Overall, we assume that clinic owners and operators generally would: (1) be able to negotiate with some payers to receive higher payment rates to cover some of the new costs imposed by the proposition, particularly if many clinics were to close otherwise; (2) continue to operate some clinics with reduced income; and (3) close some clinics, with the consent of CDPH. This scenario would lead to increased costs for state and local governments likely in the tens of millions of dollars annually. (State and local governments currently spend more than $65 billion on Medi-Cal and employee and retiree health coverage.) This amount is less than one-half of 1 percent of the state’s total General Fund spending. (The General Fund is the state’s main operating account, which pays for education, prisons, health care, and other public services.)

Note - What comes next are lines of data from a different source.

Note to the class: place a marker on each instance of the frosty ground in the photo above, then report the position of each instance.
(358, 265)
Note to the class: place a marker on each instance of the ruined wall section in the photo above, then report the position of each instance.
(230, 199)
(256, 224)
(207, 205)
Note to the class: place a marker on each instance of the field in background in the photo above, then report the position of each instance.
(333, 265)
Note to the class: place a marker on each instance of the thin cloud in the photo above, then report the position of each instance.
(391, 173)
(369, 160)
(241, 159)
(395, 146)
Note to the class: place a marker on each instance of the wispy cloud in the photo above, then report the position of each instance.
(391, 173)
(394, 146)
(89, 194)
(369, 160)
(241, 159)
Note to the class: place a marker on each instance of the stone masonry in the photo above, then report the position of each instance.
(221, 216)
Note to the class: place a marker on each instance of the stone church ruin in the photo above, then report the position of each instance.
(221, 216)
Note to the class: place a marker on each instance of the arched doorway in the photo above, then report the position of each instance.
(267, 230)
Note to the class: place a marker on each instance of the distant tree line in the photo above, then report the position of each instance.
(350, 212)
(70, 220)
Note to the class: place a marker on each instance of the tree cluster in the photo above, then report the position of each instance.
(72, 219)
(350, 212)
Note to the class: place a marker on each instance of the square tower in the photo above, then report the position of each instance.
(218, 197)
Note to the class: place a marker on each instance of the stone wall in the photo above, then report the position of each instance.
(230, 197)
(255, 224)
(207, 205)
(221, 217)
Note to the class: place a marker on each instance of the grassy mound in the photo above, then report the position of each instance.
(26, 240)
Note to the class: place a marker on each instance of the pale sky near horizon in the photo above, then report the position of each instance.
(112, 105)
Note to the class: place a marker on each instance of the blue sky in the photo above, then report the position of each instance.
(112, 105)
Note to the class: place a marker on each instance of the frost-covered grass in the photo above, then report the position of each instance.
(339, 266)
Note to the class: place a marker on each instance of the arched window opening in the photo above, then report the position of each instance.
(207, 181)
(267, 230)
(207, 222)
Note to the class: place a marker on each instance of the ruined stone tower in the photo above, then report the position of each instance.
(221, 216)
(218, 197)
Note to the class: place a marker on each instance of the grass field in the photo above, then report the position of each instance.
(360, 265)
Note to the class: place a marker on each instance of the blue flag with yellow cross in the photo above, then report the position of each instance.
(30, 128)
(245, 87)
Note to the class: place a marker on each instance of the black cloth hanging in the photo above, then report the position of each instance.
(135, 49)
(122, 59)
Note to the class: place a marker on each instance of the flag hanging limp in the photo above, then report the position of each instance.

In the less likely event that a relatively large number of clinics would close due to this proposition, having obtained consent from CDPH, state and local governments could have additional costs in the short run. These additional costs are highly uncertain.
Proposition 29 imposes new regulatory responsibilities on CDPH. The annual cost of these new responsibilities likely would not exceed the low millions of dollars annually. The proposition requires CDPH to adjust the annual licensing fee paid by clinics to cover these costs.
A YES vote on this measure means: Chronic dialysis clinics would be required to have a physician, nurse practitioner, or physician assistant on-site during all patient treatment hours.
A NO vote on this measure means: Chronic dialysis clinics would not be required to have a physician, nurse practitioner, or physician assistant on-site during all patient treatment hours.
Increased state and local government costs likely in the tens of millions of dollars annually.
Fiscal Impact: Increased state and local government costs likely in the tens of millions of dollars annually.